La vita di Moro venne spezzata durante i tragici eventi della primavera del ’78. La sua definizione di Moro è quella di “un uomo politico che sapeva guardare lontano”. Quali furono concretamente i risultati di questo mirabile guardare lontano e di questo utilizzo dell’intelligence come strumento miliare nell’interesse della Repubblica?
“Prima di tutto ha garantito il benessere e la sicurezza del Paese. Ha allargato la partecipazione democratica nella gestione del potere, ha salvaguardato la sicurezza dello Stato nelle relazioni internazionali non solo con i palestinesi, ma anche nel suo ruolo di ministro degli Affari Esteri, in una particolare fase storica del nostro paese, segnata dal terrorismo politico che poi non a caso vede in Moro la vittima più illustre”.
In un’intervista di qualche anno, Bassam Sharif che negli anni ’70 si occupava della politica estera del Fplp, asserì che “Moro fu rapido nel comprendere la necessità di intrecciare i rapporti con il fronte di George Habash, in modo da rafforzare la sicurezza del paese. Egli – continua Sharif – incontrò i vertici dei servizi per mettere a punto l’accordo che fu firmato da George Habash. Questo accordo sanciva l’esclusione dell’Italia, in chiave futura, da qualsiasi operazione dei miliziani filo-palestinesi, o meglio, da qualsiasi atto terroristico all’interno di esso, ed il movimento di uomini e mezzi lungo la penisola. L’ affaire “Lodo” nella parte in cui “riguardava il futuro” intendeva questo? In fondo Yemen, Iraq, Algeria e Siria appoggiarono l’intesa.

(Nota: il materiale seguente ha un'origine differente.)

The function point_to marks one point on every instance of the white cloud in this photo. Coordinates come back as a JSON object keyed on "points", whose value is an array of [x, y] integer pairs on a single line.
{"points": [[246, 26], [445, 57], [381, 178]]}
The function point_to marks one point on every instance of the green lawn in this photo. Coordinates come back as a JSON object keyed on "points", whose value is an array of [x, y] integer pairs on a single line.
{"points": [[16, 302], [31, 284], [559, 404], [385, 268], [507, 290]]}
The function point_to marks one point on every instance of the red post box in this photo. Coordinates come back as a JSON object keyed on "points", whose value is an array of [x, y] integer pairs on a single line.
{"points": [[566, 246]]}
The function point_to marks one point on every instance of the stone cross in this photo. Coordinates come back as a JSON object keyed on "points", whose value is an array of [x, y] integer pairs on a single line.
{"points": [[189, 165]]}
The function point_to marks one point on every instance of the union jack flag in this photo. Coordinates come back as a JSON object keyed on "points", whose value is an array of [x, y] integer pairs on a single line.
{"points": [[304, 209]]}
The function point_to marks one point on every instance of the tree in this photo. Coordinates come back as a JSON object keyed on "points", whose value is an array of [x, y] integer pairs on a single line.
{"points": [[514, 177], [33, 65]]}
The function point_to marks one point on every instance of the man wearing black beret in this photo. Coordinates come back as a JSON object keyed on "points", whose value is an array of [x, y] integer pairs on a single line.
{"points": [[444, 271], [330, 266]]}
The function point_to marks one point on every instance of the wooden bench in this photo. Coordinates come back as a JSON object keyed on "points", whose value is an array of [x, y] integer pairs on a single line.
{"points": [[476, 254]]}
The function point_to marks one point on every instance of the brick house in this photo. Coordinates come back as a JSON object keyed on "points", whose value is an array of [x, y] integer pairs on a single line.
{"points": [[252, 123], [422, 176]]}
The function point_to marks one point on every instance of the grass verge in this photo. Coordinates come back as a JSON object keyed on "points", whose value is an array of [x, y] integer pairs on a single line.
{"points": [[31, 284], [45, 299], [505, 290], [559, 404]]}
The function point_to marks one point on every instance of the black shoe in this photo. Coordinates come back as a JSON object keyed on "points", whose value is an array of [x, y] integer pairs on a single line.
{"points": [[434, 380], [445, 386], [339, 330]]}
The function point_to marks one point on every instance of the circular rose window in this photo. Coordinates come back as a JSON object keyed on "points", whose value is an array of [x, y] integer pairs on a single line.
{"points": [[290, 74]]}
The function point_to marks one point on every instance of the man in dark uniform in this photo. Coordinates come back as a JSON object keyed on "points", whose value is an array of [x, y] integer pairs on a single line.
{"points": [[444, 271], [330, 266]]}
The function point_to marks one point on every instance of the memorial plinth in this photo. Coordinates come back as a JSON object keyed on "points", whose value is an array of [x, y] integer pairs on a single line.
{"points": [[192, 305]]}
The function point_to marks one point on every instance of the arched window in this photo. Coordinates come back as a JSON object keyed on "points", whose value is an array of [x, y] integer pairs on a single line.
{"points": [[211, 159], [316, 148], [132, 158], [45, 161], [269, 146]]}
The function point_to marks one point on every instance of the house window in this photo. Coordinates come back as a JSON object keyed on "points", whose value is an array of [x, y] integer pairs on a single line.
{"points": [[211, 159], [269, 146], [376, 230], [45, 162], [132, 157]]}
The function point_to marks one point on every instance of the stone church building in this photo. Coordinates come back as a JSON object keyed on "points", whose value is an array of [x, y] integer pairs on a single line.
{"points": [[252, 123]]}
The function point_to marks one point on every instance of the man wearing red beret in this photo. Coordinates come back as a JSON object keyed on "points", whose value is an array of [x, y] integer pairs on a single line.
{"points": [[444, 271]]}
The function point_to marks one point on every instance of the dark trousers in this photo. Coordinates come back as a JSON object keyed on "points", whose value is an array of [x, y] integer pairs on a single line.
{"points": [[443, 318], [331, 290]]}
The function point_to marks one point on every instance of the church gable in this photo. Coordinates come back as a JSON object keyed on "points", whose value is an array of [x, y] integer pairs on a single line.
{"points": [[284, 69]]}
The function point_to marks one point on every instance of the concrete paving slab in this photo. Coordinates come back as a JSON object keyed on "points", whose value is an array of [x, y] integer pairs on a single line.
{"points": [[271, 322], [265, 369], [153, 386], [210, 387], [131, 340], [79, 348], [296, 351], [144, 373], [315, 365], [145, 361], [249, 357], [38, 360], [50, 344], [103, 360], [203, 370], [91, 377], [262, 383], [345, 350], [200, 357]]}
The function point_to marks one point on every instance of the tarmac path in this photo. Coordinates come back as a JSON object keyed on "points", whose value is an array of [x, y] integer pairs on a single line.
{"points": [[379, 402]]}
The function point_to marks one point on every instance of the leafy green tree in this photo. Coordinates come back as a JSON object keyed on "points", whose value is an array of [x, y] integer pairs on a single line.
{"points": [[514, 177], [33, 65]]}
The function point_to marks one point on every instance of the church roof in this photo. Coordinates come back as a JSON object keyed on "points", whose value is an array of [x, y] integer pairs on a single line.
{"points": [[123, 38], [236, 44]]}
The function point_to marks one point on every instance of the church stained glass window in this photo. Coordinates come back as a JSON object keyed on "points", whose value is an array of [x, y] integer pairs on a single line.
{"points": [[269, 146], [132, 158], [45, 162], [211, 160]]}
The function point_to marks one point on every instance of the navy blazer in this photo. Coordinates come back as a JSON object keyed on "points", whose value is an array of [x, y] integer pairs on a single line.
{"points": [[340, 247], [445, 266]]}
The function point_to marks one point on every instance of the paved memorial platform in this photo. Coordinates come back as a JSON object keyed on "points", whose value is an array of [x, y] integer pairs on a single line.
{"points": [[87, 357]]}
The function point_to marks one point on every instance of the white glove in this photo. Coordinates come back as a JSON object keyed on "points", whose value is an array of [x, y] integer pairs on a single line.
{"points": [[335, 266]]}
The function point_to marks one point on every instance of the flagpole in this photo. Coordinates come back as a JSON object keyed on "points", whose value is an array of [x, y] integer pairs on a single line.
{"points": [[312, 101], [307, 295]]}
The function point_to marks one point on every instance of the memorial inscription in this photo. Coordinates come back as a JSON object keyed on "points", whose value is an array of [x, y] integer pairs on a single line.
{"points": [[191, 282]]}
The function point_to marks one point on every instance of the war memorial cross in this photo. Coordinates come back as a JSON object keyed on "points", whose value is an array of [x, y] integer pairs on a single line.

“La finalità del Lodo Moro era quella di evitare che nel nostro paese si potessero realizzare attacchi di tipo terroristico legati alle vicende di quel periodo, all’interno del quale vanno necessariamente contestualizzati. Mi chiede se il tipo di politica di Moro degli anni Settanta possa avere, ancora oggi, un riflesso indiretto sulle circostanze attuali di un’assenza di attentati terroristici ad opera di fondamentalisti nel nostro Paese? Secondo me quella politica non c’entra nulla, perché oggi le dinamiche sono tutt’altre”.
Secondo lei, dunque, il fondamentalismo islamico non è una minaccia ma un rischio?
“Il fondamentalismo islamico è una minaccia terribile ma va contestualizzata. Le possibilità di morire per un attentato terroristico in Occidente è di tre volte inferiore ai decessi che si verificano per gli incidenti nelle stanze da bagno. Un’ipotesi dunque remota. Invece, la criminalità organizzata, per le vicende passate, presenti e future, è di gran lunga più temibile e pericolosa”.
Qual è l’impegno prioritario nel futuro dell’intelligence?
“E’ molto chiaro: la minaccia cyber e gli aspetti relativi all’economia. Quello che sta accadendo in questi giorni in Italia, relativamente alle vicende relative alla costituzione del Governo, è la dimostrazione evidente che quello che conta non sono le scelte politiche ma i comportamenti dei mercati, che non sono spontanei ma corrispondono a precisi interessi. Altro ambito importante, ma il nostro Paese essendo una media potenza può fare poco, è il controllo dell’intelligenza artificiale, che viene sviluppata soprattutto dai privati e non dagli Stati e produrrà degli sconvolgimenti epocali negli equilibri mondiali”.